# ****Betta Art****



## Saphira101 (Nov 14, 2012)

Tried my hand at non-digital the other day. What do you think?? ;-)

They are of My CT Betta Merlin (who's missing some of his tail "spikes" from a run-in I had with fungus a while back)

My VT Betta Tesla, who had bitten off his caudal fin while at the store. He passed away the other day.

And the last is of my brother's Betta Brisinger.

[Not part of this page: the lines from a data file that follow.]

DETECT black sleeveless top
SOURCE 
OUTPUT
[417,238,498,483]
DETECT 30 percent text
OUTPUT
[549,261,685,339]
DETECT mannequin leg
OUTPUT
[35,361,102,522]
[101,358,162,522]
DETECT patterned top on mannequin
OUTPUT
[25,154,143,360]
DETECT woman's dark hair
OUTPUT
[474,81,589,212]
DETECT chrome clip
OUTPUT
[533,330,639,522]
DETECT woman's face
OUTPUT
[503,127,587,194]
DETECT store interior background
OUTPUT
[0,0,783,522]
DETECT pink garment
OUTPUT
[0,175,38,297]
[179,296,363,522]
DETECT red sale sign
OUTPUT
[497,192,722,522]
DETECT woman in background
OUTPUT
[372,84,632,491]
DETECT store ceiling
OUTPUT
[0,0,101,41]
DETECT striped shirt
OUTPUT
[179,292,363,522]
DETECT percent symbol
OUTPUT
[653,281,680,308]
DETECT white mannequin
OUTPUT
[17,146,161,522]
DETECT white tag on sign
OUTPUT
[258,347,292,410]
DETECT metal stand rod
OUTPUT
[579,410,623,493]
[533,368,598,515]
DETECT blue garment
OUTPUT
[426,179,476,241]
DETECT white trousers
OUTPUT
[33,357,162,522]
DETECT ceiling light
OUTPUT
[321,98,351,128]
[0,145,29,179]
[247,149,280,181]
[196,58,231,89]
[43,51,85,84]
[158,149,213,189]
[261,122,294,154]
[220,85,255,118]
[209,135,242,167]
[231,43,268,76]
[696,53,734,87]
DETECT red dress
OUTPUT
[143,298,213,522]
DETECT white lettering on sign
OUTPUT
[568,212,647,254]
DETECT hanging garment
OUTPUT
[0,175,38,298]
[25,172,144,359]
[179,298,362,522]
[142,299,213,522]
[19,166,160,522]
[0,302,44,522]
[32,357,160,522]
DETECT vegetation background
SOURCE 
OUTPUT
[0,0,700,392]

I think I'll do some of my females too, and post them later.

























Enjoy! ~Saphira


----------



## BeautifulBetta123 (Aug 27, 2012)

Very pretty!
Sip Tesla


----------



## MattsBettas (Dec 18, 2012)

Nice!


----------



## Saphira101 (Nov 14, 2012)

Thank you!

Please pardon my terrible handwriting! xD


----------



## percyfyshshelley (Feb 26, 2013)

I love the expressions on their faces! Nicely done.


----------



## Saphira101 (Nov 14, 2012)

Thank you!


----------



## Skyewillow (Dec 28, 2012)

I could've sworn I commented here, guess not:
They're squeedorable!!


----------



## Saphira101 (Nov 14, 2012)

Thank you!

That's my word of the day: squeedorable :lol:


----------



## Indigo Betta (Sep 27, 2012)

good job on them all, Tesla is my favorite but they are all good but i like the color most on the Tesla

sorry he passed away


----------



## Saphira101 (Nov 14, 2012)

Thank you. Tesla's my favorite too. I added the most detail to him.. Merlin's fins were hard to draw and look a bit sloppy.


----------